Huang et al [19] reported that combination therapy with atorvastatin and fenofibrate reduced the levels of circulating TC and TGs in rats that were fed a high-fructose diet, followed by upregulation of hepatic mRNA of peroxisome proliferator-activated receptor-α (PPARα) better than sole treatment with atorvastatin. The TG-lowering effects of fenofibrate were mediated by upregulation of apoprotein A-V (ApoA-V) by PPARα in the liver, whereas fenofibrate effectively upregulates hepatic PPARα at the transcriptional level. PPARα plays a crucial role in the homeostasis of lipid and lipoprotein metabolism at the transcriptional levels [20]. Activated PPARα induces a reduction in serum TGs and an increase in HDL-C [20]. Activation of PPARα increases the production of LPL and ApoA-V in the liver, while it decreases the circulating apoprotein C-III, which inhibits LPL activity, thereby enhancing the catabolism of TG-rich lipoproteins and reducing serum TG levels [20-22]. PPARα activation also upregulates the expression of genes involved in β-oxidation pathways. Fatty acid levels in the liver are decreased through enhanced β-oxidation and increased expression of hepatic acyl-CoA synthase [23]. Thus, the hepatic production of VLDL particles is attenuated by PPARα activation [24]. In addition, atorvastatin directly upregulates ApoA-V production in the liver. ApoA-V is an important factor in the circulating TG-lowering mechanism [25]. In this context, atorvastatin has an additive TG-lowering effect based on PPARα upregulated by fenofibrate in the liver, although atorvastatin itself is not able to upregulate PPARα effectively [26]. We hypothesized that fenofibrate was necessary to treat the present patient diagnosed with AGS because atorvastatin is less effective than PPARα agonists in terms of lowering TG levels.

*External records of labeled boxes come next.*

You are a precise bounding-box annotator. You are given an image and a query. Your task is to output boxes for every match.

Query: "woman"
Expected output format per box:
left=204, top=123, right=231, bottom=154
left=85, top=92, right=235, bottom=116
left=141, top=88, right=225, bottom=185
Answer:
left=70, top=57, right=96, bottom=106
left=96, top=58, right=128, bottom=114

We detected a pathogenic variant of the JAG1 gene in a patient with AGS using NGS. Pediatricians usually face difficulties in diagnosing infantile cholestatic liver diseases. In particular, our patient showed an atypical phenotype of AGS, since he neither had vertebral abnormalities nor specific facial characteristics. Biliary atresia is a frequently encountered cholestatic hepatic disease during infancy [27]. The differential diagnosis of AGS and biliary atresia is usually difficult for pediatricians and pediatric surgeons. We suggest using genetic analysis using NGS, a noninvasive and effective tool, for a prompt diagnosis by differentiating infantile cholestatic liver diseases. This diagnostic tool is recommended before exploratory laparotomy as a less invasive method for children with cholestatic liver disease. Diagnosis based on genetic testing also helps determine the proper treatment policy and follow-up plan.

Conclusion

We report a case of infantile AGS successfully treated with atorvastatin, based on the combination of UDCA and fenofibrate. Our experience suggests that add-on atorvastatin therapy could be effective for the improvement of refractory dyslipidemia in patients diagnosed with AGS by accelerating bile acid production and excretion, inhibiting cholesterol production, and upregulating lipoprotein scavenging. We believe that a clinical trial involving treatment with atorvastatin is necessary for infant and early-childhood AGS with severe dyslipidemia. We start in earnest the discussion on strong statin treatment in hyperlipidemic AGS patients with unique lipid metabolism.